To enable the SSO feature, you must first enable the SSO functionality in the Client Properties. Once enabled, SSO will be attempted during every login to both eDirectory and Windows. Note that the Client SSO functionality is only available in cases where an eDirectory login is being performed in addition to the Windows account login.

The SSO feature is provided through capabilities of the Novell NMAS client, and is only available when the NMAS Client 3.5.0 or later is installed.

HINT:To create a new Windows user, go to the user's Windows 7 workstation, log in as an administrator, then create a new Windows user with a password. For more information on creating users in Windows 7, see Create a user account.

8.12.1 Enabling SSO

  1. At the user's Windows 7 workstation, right-click the User Accounts dialog box icon in the notification area.

  2. Click Client Properties.

  3. On the Advanced Login tab, select Enable Single Sign-On, then select On in the Setting list.

    NOTE:By default, the value of Settings is set to Off.

  4. Click OK, then log out of the workstation.

    You have successfully enabled SSO.

8.12.2 Enrolling the Windows User for SSO

  1. On the Windows 7 login page, click OES Logon, then enter the eDirectory user credentials that you want to link to the Windows user.

  2. Click Show Advanced Options to display the Login dialog box.

  3. On the eDirectory tab, specify the tree name, tree context, and the server name.

  4. On the Windows tab, specify the Windows user name that you want to enroll, then click Apply.

  5. Click the icon.

    You are logged in to the network through the eDirectory credentials.
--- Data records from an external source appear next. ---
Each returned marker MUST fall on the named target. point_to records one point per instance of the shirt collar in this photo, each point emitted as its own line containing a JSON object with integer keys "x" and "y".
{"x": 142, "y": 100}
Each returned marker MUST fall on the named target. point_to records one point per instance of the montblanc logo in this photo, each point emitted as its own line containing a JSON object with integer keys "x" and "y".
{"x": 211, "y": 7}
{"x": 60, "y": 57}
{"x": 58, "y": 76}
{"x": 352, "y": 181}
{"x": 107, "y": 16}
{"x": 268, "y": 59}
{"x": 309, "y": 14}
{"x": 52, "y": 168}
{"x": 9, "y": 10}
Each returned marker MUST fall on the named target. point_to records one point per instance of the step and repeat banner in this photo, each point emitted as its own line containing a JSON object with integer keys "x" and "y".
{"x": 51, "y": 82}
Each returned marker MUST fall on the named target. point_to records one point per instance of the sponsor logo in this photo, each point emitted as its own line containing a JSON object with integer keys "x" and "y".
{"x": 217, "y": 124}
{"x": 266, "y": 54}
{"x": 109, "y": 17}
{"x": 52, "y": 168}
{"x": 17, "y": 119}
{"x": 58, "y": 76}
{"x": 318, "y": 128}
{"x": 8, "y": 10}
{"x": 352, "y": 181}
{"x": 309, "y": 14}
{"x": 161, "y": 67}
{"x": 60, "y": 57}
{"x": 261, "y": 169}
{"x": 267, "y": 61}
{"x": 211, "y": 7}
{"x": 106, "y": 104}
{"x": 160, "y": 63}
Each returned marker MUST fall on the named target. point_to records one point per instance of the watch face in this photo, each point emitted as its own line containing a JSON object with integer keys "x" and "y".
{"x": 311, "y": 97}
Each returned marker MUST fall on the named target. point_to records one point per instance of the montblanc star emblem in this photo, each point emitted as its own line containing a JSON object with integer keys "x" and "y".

  6. On the Log on to this Computer page, specify the Windows user credentials, then click the icon.

    You are logged on to the workstation through the Windows credentials.

  7. Log out of the workstation.

    For subsequent logins, it's enough to provide the eDirectory credentials, and you are automatically logged on to the workstation through the enrolled Windows credentials.
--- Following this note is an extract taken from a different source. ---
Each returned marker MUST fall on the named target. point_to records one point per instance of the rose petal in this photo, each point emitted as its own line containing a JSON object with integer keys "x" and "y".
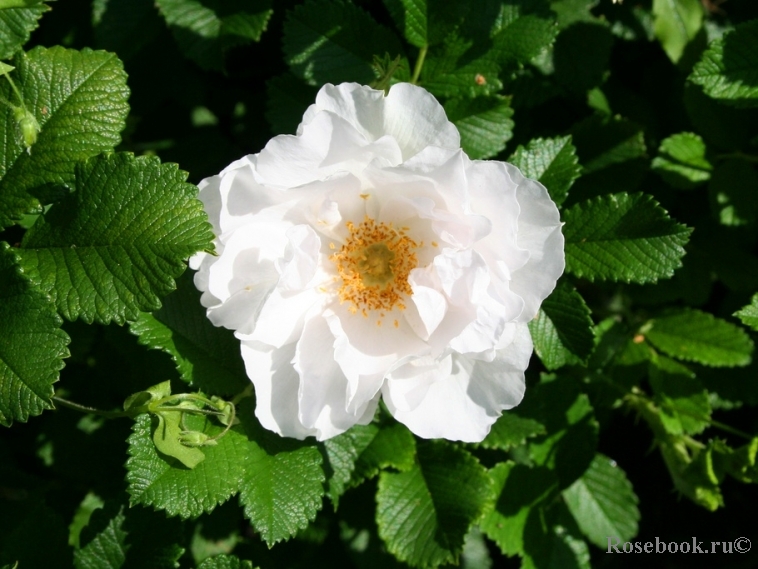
{"x": 323, "y": 387}
{"x": 276, "y": 388}
{"x": 463, "y": 403}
NOTE:You can link any number of Windows users to a single eDirectory user.

8.12.3 Enabling the Suppress Single Sign-On Option

  1. Right-click the icon in the notification area.

  2. Click Client Properties.

  3. On the Advanced Login tab, select Show Suppress Single Sign-On check box, then select On in the Setting list.

    By default, the value of Settings is set to Off.

    You have successfully enabled the Suppress SSO option for all users of the workstation. For the next login attempt, the check box appears in the Login dialog box under the Windows tab.

    NOTE:Selecting the Suppress Single Sign-on for this login check box suppresses SSO only for the particular login attempt.